Why ‘Only 10,000’ Bitcoin Are The Wrong Estimate

Pruden’s core objection to the “only 10k BTC” framing is definitional. In his thread, he argues quantum vulnerability extends well beyond old-style pay-to-public-key (P2PK) outputs and includes “any address that has signed a transaction once (and left residual funds there),” because the public key becomes visible on-chain once a spend is signed. In that model, coins left behind in those UTXOs could be vulnerable to an attacker able to derive a private key from a known public key.

He points to a “constantly updated tracker” run by Project Eleven listing 6,910,186 BTC as quantum-vulnerable, and cites Chaincode Labs’ technical report on post-quantum threats to Bitcoin as a cross-reference.

Pruden also singles out Satoshi Nakamoto’s presumed holdings as a large, dormant target surface. “The entity believed to be Satoshi alone holds 1,096,152 BTC across 21,924 addresses. All vulnerable,” he wrote, framing those coins as exposed under his broader definition.

Carter, responding to coverage circulating around the CoinShares number, said: “re that number of ‘only 10k quantum-vulnerable BTC’ you are seeing reported today… as much as I respect Chris and his work at Coinshares, he’s wrong on this one.”

Pruden situates the Bitcoin debate inside a wider shift among large tech companies and security institutions toward post-quantum planning. He cites a Google blog post by Hartmut Neven and Kent Walker that characterizes post-quantum cryptography as an urgent, systemic transition requiring coordinated action and accelerated adoption.

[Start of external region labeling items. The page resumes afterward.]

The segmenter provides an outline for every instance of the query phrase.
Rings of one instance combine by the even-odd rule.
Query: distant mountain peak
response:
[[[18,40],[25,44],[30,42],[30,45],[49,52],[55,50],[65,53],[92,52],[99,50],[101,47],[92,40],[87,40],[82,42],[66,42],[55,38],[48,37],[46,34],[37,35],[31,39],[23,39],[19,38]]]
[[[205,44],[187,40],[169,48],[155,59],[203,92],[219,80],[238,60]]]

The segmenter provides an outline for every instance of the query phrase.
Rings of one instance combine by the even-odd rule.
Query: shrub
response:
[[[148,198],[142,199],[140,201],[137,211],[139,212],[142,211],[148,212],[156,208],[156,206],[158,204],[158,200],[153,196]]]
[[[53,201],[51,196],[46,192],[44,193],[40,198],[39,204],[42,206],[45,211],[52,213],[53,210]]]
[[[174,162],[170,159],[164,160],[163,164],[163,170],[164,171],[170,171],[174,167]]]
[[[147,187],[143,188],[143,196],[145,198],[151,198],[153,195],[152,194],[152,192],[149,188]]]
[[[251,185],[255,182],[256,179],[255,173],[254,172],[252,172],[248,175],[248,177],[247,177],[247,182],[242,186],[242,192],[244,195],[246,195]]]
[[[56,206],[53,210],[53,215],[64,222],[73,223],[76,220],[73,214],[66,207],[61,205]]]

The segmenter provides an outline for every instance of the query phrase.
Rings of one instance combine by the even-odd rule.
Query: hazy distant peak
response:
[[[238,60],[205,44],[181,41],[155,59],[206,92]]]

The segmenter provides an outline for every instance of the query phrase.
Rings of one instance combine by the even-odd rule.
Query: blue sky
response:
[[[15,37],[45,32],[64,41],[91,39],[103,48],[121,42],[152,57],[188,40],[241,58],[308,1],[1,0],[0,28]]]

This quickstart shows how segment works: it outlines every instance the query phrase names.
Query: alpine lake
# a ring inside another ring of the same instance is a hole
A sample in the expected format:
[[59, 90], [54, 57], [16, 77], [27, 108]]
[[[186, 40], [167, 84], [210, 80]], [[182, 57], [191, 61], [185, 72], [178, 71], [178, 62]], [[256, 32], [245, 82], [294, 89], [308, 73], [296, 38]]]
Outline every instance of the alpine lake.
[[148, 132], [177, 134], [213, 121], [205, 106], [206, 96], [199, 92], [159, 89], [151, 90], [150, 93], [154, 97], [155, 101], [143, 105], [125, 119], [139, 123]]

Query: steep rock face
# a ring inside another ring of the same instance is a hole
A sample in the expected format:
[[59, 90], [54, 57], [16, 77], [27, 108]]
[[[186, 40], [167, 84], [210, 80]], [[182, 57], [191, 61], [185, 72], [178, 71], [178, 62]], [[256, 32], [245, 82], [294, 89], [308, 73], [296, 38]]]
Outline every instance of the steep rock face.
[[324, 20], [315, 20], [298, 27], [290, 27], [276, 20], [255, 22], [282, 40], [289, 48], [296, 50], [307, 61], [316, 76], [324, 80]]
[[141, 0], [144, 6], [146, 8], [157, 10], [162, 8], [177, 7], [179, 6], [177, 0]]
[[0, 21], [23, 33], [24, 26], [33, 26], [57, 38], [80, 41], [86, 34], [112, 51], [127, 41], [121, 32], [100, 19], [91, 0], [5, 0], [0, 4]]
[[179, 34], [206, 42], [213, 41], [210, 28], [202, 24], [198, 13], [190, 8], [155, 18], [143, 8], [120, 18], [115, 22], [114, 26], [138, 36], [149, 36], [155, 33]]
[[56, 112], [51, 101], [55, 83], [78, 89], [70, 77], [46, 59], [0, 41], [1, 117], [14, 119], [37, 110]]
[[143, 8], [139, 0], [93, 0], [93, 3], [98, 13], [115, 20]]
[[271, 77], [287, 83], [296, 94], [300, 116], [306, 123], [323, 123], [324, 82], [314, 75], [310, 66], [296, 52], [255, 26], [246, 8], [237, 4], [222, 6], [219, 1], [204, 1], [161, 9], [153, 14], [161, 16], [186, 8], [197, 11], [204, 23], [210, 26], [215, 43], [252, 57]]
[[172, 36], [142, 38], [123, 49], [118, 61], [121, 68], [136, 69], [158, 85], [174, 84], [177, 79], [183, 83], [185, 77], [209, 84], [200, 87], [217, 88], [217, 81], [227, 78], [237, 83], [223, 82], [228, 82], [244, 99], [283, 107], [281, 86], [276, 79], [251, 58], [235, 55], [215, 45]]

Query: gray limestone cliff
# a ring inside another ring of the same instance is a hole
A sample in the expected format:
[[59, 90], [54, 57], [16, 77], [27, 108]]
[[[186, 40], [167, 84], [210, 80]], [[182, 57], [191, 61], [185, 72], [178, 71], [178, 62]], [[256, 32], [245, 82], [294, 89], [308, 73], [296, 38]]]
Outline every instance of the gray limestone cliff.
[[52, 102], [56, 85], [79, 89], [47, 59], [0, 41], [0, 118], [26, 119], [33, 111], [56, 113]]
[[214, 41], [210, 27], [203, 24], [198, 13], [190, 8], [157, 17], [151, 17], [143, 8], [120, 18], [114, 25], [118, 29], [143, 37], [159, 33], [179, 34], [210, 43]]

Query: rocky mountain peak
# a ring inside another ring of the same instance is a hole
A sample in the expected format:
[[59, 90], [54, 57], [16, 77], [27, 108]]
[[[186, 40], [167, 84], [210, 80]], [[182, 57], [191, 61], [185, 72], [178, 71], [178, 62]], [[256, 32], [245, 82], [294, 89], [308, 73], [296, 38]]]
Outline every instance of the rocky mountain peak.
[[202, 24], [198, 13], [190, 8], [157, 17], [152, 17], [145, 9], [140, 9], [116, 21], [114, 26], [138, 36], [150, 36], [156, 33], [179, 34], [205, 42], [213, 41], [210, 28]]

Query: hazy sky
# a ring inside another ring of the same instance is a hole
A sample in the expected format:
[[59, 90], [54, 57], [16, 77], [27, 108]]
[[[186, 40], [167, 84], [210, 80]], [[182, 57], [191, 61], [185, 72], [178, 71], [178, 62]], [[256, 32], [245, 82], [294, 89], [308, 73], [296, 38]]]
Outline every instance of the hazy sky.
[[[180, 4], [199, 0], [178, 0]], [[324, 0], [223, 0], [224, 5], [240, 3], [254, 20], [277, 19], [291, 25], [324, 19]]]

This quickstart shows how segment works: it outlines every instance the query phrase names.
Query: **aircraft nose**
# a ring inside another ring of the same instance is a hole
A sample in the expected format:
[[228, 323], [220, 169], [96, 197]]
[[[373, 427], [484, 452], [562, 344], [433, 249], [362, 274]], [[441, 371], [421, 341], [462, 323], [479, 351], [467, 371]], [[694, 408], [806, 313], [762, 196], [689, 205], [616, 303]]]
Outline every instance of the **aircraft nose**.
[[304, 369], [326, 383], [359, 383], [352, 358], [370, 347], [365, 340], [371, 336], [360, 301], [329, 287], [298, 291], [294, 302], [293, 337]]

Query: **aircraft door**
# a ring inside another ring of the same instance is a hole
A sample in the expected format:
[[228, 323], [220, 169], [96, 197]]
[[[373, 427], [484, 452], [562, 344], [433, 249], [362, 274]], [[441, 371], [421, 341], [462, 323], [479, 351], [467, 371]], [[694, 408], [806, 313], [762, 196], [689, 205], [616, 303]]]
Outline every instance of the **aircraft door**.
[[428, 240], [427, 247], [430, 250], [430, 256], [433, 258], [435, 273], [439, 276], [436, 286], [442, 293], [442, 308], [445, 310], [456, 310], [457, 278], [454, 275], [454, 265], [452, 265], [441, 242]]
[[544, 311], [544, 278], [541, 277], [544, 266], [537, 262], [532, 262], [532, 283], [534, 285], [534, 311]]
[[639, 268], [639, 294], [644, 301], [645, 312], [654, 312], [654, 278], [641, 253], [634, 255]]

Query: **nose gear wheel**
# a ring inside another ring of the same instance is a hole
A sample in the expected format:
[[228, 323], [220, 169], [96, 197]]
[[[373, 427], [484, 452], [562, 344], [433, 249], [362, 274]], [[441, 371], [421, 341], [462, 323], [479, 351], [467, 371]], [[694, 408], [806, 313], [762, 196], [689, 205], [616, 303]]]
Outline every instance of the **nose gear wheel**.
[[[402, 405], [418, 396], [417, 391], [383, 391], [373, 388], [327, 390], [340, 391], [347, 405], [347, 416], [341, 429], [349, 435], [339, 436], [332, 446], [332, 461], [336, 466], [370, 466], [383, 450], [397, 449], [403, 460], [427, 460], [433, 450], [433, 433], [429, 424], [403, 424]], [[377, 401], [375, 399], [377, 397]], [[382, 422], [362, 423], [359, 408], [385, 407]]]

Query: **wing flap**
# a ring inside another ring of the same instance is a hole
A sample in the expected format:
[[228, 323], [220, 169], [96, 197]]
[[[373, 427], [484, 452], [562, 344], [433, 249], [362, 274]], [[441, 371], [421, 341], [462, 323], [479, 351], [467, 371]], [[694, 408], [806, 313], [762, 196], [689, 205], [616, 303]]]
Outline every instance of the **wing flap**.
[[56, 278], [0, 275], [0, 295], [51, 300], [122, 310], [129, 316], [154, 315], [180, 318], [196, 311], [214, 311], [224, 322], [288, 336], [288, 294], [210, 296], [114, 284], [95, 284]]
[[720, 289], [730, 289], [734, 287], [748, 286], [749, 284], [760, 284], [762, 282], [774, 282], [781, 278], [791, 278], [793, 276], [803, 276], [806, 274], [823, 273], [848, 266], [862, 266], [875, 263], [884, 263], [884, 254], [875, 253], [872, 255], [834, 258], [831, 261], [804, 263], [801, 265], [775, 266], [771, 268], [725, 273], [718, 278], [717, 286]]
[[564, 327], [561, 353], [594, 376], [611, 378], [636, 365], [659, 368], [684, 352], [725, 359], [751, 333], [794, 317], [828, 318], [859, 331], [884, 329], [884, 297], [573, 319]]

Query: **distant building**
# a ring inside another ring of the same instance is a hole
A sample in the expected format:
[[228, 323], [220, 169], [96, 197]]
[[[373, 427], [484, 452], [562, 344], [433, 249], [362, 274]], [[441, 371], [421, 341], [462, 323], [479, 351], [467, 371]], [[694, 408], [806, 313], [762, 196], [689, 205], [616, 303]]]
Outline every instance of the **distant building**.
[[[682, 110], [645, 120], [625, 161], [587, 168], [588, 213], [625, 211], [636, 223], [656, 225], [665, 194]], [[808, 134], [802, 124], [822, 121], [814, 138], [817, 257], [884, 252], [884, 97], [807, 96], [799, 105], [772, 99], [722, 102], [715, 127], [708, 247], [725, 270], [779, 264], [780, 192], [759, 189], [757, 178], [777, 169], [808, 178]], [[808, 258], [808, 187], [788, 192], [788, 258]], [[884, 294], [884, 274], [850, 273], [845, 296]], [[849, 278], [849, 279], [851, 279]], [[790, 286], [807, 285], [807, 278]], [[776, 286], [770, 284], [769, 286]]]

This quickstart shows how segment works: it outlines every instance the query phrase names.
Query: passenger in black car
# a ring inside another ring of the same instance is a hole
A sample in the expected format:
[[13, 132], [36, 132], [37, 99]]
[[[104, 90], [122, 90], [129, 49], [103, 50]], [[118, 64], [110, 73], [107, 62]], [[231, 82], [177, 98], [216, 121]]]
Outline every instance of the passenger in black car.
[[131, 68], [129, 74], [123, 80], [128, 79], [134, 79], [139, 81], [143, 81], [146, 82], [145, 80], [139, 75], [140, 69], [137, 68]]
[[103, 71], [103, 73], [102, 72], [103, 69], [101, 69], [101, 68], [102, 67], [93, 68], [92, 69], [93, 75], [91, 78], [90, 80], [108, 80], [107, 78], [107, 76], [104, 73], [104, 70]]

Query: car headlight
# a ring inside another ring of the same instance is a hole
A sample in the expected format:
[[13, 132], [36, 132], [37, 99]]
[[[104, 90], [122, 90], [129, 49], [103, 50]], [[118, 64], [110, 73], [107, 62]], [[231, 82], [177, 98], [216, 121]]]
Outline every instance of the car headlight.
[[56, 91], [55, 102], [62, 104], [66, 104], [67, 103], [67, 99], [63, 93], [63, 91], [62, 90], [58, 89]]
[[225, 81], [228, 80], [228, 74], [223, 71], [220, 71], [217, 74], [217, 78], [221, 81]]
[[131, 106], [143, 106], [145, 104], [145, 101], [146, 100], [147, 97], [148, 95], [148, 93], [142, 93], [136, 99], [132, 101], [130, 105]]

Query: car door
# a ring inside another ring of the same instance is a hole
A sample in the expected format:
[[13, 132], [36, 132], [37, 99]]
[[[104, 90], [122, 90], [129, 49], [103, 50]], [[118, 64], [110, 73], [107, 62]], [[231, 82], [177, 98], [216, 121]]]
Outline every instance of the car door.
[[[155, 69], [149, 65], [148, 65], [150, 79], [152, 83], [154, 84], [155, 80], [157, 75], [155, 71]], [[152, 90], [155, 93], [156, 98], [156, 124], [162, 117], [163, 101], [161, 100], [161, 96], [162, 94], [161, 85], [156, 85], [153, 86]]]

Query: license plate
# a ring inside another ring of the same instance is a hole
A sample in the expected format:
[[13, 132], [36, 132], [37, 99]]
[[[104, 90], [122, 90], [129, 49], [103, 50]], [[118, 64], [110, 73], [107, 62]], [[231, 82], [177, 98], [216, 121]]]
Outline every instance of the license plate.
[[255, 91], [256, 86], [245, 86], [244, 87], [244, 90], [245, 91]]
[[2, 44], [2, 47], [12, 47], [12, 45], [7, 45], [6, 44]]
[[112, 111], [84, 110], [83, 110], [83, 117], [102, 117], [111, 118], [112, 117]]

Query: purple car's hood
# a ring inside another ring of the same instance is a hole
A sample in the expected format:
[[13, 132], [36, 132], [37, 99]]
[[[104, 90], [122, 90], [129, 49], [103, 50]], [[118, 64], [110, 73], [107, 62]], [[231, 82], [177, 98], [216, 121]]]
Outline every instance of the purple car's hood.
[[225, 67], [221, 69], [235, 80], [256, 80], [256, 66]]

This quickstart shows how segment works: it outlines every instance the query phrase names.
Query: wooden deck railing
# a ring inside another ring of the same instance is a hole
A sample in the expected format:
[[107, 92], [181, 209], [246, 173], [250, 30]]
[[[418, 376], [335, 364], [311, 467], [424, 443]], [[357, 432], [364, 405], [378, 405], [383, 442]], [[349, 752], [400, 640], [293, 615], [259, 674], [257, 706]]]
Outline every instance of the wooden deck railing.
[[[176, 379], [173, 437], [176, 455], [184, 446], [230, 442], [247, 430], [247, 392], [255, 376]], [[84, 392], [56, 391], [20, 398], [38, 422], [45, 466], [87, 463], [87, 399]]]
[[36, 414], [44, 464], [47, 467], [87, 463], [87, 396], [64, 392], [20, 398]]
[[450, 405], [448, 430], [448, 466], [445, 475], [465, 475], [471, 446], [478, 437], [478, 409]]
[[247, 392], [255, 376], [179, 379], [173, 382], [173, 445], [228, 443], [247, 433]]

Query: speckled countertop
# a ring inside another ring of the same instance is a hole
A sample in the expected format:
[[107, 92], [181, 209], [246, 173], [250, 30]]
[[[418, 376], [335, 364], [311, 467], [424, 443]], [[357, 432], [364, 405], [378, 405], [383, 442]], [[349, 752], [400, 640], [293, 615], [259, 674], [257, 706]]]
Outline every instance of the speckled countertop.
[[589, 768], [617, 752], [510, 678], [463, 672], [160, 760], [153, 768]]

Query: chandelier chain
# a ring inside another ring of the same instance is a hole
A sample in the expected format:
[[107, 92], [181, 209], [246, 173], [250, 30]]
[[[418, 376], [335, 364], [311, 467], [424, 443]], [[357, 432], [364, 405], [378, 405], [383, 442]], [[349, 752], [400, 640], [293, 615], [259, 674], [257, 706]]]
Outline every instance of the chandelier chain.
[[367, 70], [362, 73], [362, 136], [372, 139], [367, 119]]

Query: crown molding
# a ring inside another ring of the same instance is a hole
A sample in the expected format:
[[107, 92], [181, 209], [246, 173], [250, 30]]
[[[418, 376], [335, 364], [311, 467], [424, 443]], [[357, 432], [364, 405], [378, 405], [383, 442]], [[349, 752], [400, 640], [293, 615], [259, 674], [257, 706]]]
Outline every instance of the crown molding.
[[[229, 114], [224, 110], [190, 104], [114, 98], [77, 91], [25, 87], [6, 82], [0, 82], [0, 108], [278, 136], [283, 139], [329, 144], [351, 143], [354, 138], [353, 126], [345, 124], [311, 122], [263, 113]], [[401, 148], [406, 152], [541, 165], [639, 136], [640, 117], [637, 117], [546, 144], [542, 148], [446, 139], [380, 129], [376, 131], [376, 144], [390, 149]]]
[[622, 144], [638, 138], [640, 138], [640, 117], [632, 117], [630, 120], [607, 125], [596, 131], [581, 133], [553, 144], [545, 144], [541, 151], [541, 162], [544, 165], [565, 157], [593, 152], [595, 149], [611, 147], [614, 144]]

He also references a Google research result suggesting breaking RSA-2048 may require “~1 million noisy qubits,” lower than earlier estimates, and argues this compresses perceived timelines — even if Bitcoin uses ECDSA rather than RSA. To reinforce the uncertainty, Pruden quotes prominent theoretical computer scientist Scott Aaronson warning against complacency around Shor-vulnerable systems:

“On the other hand, if you think Bitcoin, and SSL, and all the other protocols based on Shor-breakable cryptography, are almost certainly safe for the next 5 years … then I submit that your confidence is also unwarranted. Your confidence might then be like most physicists’ confidence in 1938 that nuclear weapons were decades away, or like my own confidence in 2015 that an AI able to pass a reasonable Turing Test was decades away… The trouble is that sometimes people, y’know, do that.”

Pruden’s conclusion from that framing is less about predicting a date and more about avoiding a planning regime built on “it’ll be slow.”

Pruden argues the CoinShares post underestimates the operational reality of a post-quantum transition for an already-deployed, decentralized system. He highlights the need to migrate “millions of distributed keys,” the lack of a centralized authority, and the fact that asset ownership is enforced purely by digital signatures, with “no fallback.”

He also cites peer-reviewed research claiming “the BTC blockchain would have to shut down for 76 days” to process migration transactions for the existing UTXO set in a best-case scenario — a datapoint meant to stress that even a distant threat can demand near-term engineering and governance work.

Pruden further criticizes what he calls an appeal to authority in citing a hardware-wallet executive as evidence quantum is far away, arguing vendors may have incentives to downplay urgency if quantum-resistant signatures would obsolete existing devices.

At press time, BTC traded at $69,050.